Menurut Jill Williamson, manajer subsistem air ECLSS NASA, pemrosesan ini pada dasarnya mirip dengan beberapa sistem distribusi air terestrial, hanya dilakukan dalam gaya berat mikro.
“Para kru tidak meminum air seni; mereka meminum air yang telah diambil kembali, disaring, dan dibersihkan sedemikian rupa sehingga lebih bersih daripada yang kita minum di Bumi,” kata Williamson.
Ia menambahkan, sistem seperti ECLSS akan sangat penting karena NASA melakukan lebih banyak misi di luar orbit Bumi.
“Semakin sedikit air dan oksigen yang harus kita kirim, kian banyak sains yang dapat ditambahkan ke kendaraan peluncuran,” kata Williamson.
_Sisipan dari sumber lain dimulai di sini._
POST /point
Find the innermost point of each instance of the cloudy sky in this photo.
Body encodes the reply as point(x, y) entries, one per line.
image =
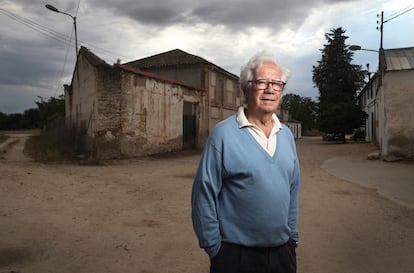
point(36, 57)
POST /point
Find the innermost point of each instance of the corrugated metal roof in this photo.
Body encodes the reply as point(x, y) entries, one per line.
point(399, 58)
point(169, 58)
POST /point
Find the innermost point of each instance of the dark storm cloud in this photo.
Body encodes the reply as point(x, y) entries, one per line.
point(235, 14)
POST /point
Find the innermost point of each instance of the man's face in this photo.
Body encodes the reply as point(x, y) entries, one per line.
point(264, 97)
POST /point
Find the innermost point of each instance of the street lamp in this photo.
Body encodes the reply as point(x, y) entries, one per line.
point(52, 8)
point(357, 47)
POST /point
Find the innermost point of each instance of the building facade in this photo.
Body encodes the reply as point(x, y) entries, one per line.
point(222, 87)
point(120, 111)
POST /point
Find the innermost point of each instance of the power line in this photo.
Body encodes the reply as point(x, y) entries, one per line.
point(63, 38)
point(399, 13)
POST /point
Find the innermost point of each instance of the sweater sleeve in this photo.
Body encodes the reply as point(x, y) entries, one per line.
point(206, 187)
point(294, 196)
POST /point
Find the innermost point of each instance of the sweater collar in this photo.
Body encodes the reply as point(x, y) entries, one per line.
point(243, 122)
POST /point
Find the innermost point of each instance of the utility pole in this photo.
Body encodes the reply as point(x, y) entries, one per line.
point(381, 28)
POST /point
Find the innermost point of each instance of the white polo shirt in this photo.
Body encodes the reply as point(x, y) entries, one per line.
point(267, 143)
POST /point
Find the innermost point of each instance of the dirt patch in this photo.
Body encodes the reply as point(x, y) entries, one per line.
point(134, 216)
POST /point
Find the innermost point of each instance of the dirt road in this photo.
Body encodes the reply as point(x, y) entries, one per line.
point(134, 216)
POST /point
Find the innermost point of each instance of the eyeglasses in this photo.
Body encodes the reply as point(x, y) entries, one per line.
point(262, 84)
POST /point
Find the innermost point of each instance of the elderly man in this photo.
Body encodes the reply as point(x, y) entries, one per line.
point(245, 192)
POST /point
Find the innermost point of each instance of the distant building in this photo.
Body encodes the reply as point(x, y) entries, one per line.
point(388, 100)
point(221, 86)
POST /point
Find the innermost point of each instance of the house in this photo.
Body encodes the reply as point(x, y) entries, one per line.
point(120, 111)
point(222, 87)
point(387, 98)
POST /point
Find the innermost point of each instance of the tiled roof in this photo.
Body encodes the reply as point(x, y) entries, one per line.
point(174, 57)
point(399, 58)
point(157, 77)
point(169, 58)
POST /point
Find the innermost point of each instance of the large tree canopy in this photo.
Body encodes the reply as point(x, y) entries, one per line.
point(302, 109)
point(338, 82)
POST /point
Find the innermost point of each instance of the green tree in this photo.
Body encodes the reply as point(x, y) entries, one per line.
point(302, 109)
point(338, 82)
point(50, 107)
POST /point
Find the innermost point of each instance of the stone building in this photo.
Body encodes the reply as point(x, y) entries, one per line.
point(123, 111)
point(221, 86)
point(387, 99)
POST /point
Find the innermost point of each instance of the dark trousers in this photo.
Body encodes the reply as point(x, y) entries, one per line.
point(240, 259)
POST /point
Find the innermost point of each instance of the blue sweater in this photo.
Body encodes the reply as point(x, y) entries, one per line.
point(241, 194)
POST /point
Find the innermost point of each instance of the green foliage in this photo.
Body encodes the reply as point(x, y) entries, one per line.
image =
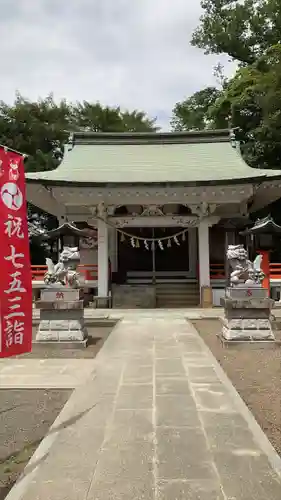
point(40, 129)
point(193, 112)
point(252, 100)
point(243, 29)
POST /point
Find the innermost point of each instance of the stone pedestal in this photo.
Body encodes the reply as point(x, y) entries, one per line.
point(247, 315)
point(61, 316)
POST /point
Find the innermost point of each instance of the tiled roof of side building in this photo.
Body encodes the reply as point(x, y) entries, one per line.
point(204, 157)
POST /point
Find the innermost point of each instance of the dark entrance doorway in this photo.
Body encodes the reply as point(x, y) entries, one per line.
point(172, 260)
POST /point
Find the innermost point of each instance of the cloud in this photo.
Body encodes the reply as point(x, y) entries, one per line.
point(135, 54)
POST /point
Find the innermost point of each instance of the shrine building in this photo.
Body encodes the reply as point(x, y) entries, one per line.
point(164, 207)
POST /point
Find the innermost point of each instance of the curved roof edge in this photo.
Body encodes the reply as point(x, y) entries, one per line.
point(242, 180)
point(219, 135)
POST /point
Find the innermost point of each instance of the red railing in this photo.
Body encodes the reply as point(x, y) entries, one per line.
point(217, 271)
point(90, 272)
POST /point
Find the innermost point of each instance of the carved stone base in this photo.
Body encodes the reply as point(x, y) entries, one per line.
point(61, 320)
point(247, 316)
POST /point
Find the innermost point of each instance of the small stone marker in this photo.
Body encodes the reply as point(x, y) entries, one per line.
point(247, 314)
point(61, 316)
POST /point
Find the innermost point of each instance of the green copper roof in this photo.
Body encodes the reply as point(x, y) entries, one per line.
point(145, 158)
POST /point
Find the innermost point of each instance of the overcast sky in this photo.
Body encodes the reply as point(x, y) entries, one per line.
point(132, 53)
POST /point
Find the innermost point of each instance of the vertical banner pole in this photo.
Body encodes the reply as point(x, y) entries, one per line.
point(15, 276)
point(153, 258)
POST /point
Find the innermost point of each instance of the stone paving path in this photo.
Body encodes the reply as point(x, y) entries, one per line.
point(156, 420)
point(44, 373)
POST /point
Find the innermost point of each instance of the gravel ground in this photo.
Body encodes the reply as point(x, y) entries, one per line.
point(97, 337)
point(255, 373)
point(25, 418)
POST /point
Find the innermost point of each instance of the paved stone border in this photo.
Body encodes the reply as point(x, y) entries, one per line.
point(261, 438)
point(133, 344)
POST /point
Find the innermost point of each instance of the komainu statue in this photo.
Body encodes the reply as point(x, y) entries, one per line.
point(244, 272)
point(65, 271)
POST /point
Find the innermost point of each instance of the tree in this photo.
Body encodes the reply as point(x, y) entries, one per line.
point(243, 29)
point(40, 129)
point(252, 100)
point(193, 112)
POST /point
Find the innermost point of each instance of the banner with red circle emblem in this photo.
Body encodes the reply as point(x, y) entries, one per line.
point(15, 270)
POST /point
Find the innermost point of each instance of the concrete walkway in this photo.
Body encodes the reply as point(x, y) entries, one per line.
point(156, 419)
“Sistem regeneratif yang andal dan kuat, berarti kru tidak perlu khawatir tentang hal itu dan dapat fokus pada maksud sebenarnya dari misi mereka,” ucapnya memungkaskan.
Sebelumnya, NASA dikabarkan akan mengirimkan empat astronaut dalam program Artemis yang kedua pada 2024.
Artemis kedua menjadi misi berawak terjadwal pertama dari pesawat luar angkasa Orion NASA, yang dijadwalkan akan diluncurkan pada November 2023.